4 października, Mińsk /Kor. BELTA/. Jest to niezwykle niebezpieczne i świadczy o niezdrowym stanie społeczeństwa. Członek Izby Reprezentantów Wadim Gigin skomentował informacje o tym, że ukraińskie i białoruskie dzieci są poddawane poważnemu zastraszaniu w polskich szkołach.
„To niedopuszczalne w żadnym kraju - zauważył Wadim Gygin. - Niestety, możemy stwierdzić, że w ostatnich latach (w rzeczywistości sytuacja ta trwa już nawet kilkadziesiąt lat) w Polsce nasiliły się nastroje szowinistyczne. Pewne kategorie są wręcz faszyzowane. Widzimy marsze o charakterze jawnie neonazistowskim, które odbywają się w Święto Niepodległości Polski. Negatywne procesy zachodzą w środowisku kibicowskim, piłkarskim”.
Niewątpliwie te nastroje przenikają również do środowiska szkolnego, podkreślił deputowany.

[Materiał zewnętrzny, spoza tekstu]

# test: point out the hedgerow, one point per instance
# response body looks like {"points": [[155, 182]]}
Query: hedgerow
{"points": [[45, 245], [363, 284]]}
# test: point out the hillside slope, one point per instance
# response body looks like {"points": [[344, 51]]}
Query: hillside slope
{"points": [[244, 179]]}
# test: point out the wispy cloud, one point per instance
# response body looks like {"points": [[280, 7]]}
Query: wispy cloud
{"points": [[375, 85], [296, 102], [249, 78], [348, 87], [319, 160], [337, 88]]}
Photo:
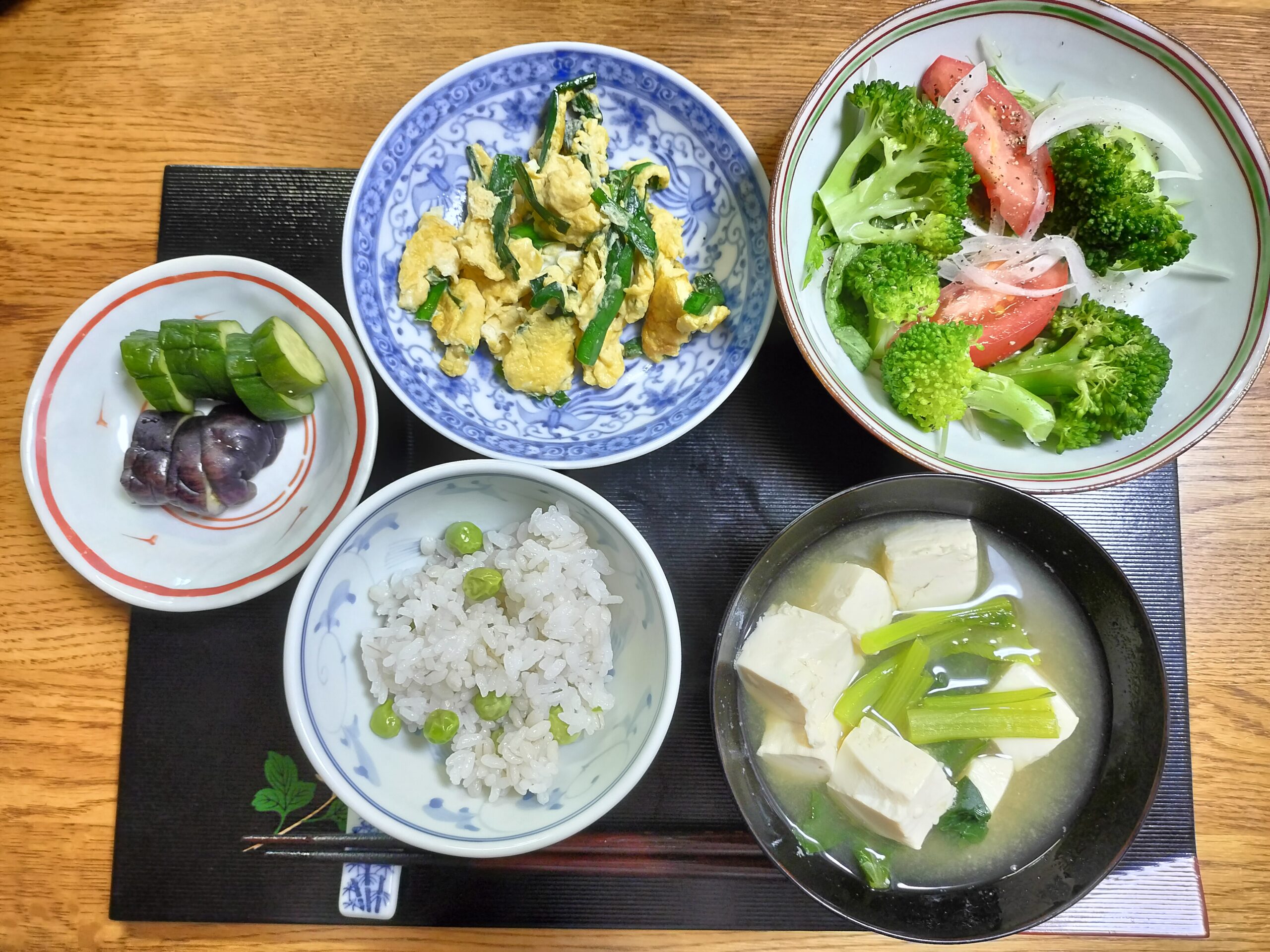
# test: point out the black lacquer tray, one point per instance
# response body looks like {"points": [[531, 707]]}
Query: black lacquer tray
{"points": [[203, 700]]}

„Nacjonalistyczna, ksenofobiczna propaganda, która ma obecnie miejsce w Polsce na poziomie oficjalnym, w mediach, ze strony partii politycznych, wpływa na całe społeczeństwo. A dzieci są często podatne na takie nastroje i wykorzystują takie nacjonalistyczne sygnały do zastraszania swoich rówieśników - dodał. - Często, zwłaszcza w okresie dojrzewania, przejawiają się różne elementy takich dewiacyjnych zachowań. Ale kiedy nakładają się na nie cechy ideologiczne, jest to niezwykle niebezpieczne i wskazuje na niezdrowy stan społeczeństwa".